Formulation	Type	Flexible 3
Equation (5)	Inflectional	Partially
Equation (6)	Monotonic	Yes
Equation (7)	Monotonic	Yes
Equation (8)	Monotonic	No
Equation (9)	Inflectional	Partially
Equation (10)	Monotonic	Partially
Equation (11)	Inflectional	Yes
Equation (12)	Inflectional	No
Equation (13)	Inflectional	No

¹ Colebrook type, ² Nikuradse type, ³ Can it be modified using other different equations?

. In addition, Table 1 shows which of the presented formulations are flexible, i.e., which can be modified using different available formulations for turbulent flow (interchangeable).

Using the presented equations, Darcy’s friction factor $\lambda$ can be easily calculated no matter which type of hydraulic flow, laminar or turbulent, occurs in the observed pipeline. The main strength of the presented formulations is that, with the known values of input parameters, the Reynolds number $Re$ and the relative roughness of inner pipe surface $\epsilon$, it is not required to know in advance if laminar or turbulent types of flow occur in the observed pipeline.

A new formulation based on symbolic regression presented in this paper as Equation (12) or Equation (13), relatively well fitting all already available formulations for the same purpose.

The real evaluation of the presented formulations is not easy to perform because, although universally accepted as an informal standard, it is questionable how accurate the Colebrook equation is, or how reliable data from Nikuradse’s experiment are knowing that his data were measured on very rough pipes, compared to modern materials and that they are a little old, and there is also the controversy with unreported corrections he made to the data [56,57,58,59,60,61,62]. In the final instance, the only valuable comparison can come through real measurements, which are relatively rare [63,64].

In addition, last but not least, it is not easy to estimate with sufficient accuracy the value of the relative roughness of the inner pipe surface $\epsilon$ [65,66,67].

5. Conclusions

In addition to a short overview of already existing models that unifies laminar and turbulent formulations of flow friction, two new formulations based on symbolic regression are given. Compared with the other seven models, the new approximations are relatively simple. None of those shown existed already, and the new ones cannot be favorized as the more accurate because all of them were developed using different experimental approaches. The submarine model was developed initially for offshore pipelines, whereas the Churchill equation, the Russian formula for transport of crude oil, and the two new symbolic regression-based unified equations are relatively simple. On the other hand, the Multisegmented equation and the unified model based on the turbulent transitional formula are flexible because they can be easily readapted using different experimental formulas from the available literature. By definition, the Six parameter model, Interpolation method and Multisegmented method always follow behaviour from Nikuradse’s experiment, while the new symbolic regression-based unified equations are also based on the Six parameter model, resulting in it being the only available relatively simple formulation that follows the behaviour of flow predicted by Nikuradse.

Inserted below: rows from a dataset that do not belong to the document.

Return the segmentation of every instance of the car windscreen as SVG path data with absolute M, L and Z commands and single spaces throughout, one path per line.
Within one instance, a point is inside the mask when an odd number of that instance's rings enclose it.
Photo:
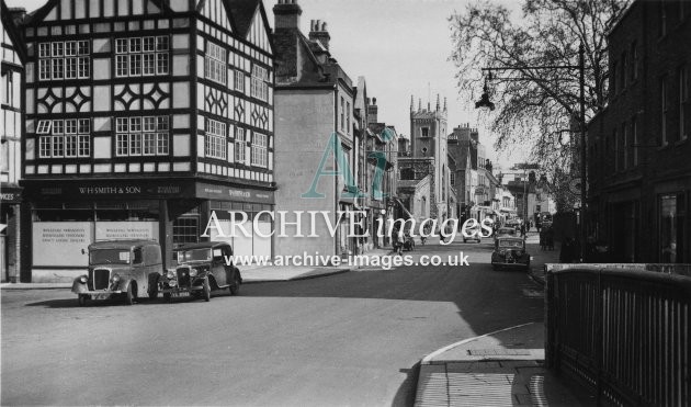
M 129 264 L 127 249 L 98 249 L 89 252 L 89 264 Z
M 511 249 L 522 249 L 523 242 L 516 240 L 499 240 L 499 247 L 501 248 L 511 248 Z
M 190 261 L 211 261 L 211 249 L 192 249 L 178 251 L 178 263 L 186 263 Z

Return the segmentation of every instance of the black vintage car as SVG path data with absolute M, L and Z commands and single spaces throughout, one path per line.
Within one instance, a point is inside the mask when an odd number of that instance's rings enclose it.
M 79 305 L 89 299 L 121 297 L 132 305 L 158 295 L 163 272 L 161 247 L 152 240 L 97 241 L 89 246 L 89 272 L 72 282 Z
M 233 262 L 233 247 L 225 241 L 206 241 L 183 245 L 173 250 L 178 262 L 159 279 L 163 298 L 192 295 L 211 299 L 212 290 L 228 289 L 230 294 L 240 291 L 242 276 Z
M 525 240 L 521 237 L 499 237 L 495 240 L 491 253 L 491 267 L 498 269 L 530 270 L 530 255 L 525 250 Z

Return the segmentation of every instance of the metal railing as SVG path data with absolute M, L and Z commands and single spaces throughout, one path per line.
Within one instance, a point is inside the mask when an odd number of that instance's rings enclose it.
M 691 405 L 691 279 L 654 269 L 547 270 L 546 363 L 599 405 Z

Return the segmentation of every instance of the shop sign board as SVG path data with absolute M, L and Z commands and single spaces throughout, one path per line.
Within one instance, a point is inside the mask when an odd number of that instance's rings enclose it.
M 0 201 L 2 203 L 22 203 L 22 189 L 21 188 L 0 188 Z
M 158 222 L 97 222 L 97 240 L 158 240 Z
M 196 197 L 273 205 L 273 191 L 196 183 Z
M 89 265 L 92 222 L 34 222 L 32 237 L 34 267 Z

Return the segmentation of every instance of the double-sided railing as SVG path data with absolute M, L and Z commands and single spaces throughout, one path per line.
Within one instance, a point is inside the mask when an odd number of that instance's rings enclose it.
M 547 365 L 598 404 L 690 406 L 689 268 L 558 269 L 546 272 Z

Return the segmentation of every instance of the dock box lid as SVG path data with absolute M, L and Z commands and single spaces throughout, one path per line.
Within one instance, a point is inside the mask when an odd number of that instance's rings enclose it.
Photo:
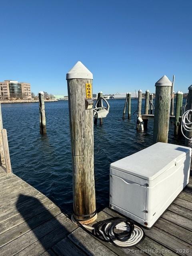
M 188 147 L 157 142 L 111 164 L 110 167 L 152 180 L 191 152 Z

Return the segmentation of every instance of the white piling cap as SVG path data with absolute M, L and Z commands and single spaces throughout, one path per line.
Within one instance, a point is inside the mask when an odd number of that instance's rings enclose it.
M 192 90 L 192 84 L 188 88 L 188 90 Z
M 172 82 L 164 75 L 155 83 L 156 86 L 172 86 Z
M 93 74 L 80 61 L 78 61 L 66 76 L 67 80 L 74 78 L 92 79 Z

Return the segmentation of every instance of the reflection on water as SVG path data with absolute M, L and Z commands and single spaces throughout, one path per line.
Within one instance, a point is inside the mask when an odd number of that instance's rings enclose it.
M 143 100 L 143 112 L 144 100 Z M 110 111 L 94 126 L 95 173 L 98 207 L 108 203 L 110 163 L 152 144 L 153 122 L 137 132 L 136 116 L 122 120 L 124 100 L 109 100 Z M 7 130 L 14 172 L 53 200 L 64 210 L 71 210 L 72 172 L 68 102 L 46 102 L 47 134 L 39 134 L 38 103 L 2 104 L 4 127 Z M 132 100 L 132 113 L 137 100 Z M 169 142 L 174 140 L 170 126 Z M 145 164 L 147 164 L 147 161 Z

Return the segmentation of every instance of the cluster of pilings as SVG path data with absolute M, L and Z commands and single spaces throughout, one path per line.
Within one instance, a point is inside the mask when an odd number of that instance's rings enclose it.
M 177 92 L 176 94 L 176 106 L 174 108 L 174 92 L 171 91 L 174 80 L 174 76 L 173 82 L 171 82 L 166 76 L 164 76 L 156 83 L 155 106 L 153 102 L 153 94 L 150 94 L 148 90 L 146 91 L 145 114 L 143 115 L 141 113 L 142 91 L 141 90 L 138 91 L 137 111 L 138 118 L 136 128 L 138 130 L 146 129 L 148 120 L 153 118 L 154 142 L 168 142 L 170 119 L 174 120 L 174 136 L 180 136 L 181 135 L 182 115 L 186 110 L 192 109 L 192 86 L 188 88 L 188 96 L 185 106 L 183 106 L 183 93 L 180 91 Z M 140 118 L 141 119 L 140 119 Z M 143 126 L 143 122 L 144 124 Z M 192 132 L 187 131 L 186 133 L 188 138 L 192 137 Z M 190 134 L 188 134 L 189 133 Z M 187 145 L 189 142 L 187 140 L 186 140 L 187 141 L 186 142 L 186 144 Z

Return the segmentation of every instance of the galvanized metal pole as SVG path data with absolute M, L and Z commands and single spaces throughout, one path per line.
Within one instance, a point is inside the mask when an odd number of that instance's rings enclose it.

Based on the analysis from this Communication, every presented equation can be used in engineering practice while the final decision can be made based on simplicity and on the experimental data, which is preferred based on the previous experience of the designer. A weak point of the two new formulas is that regression was based on other formulae and not on actual experimental data (because of that error, all equations have very limited application and are only illustrative).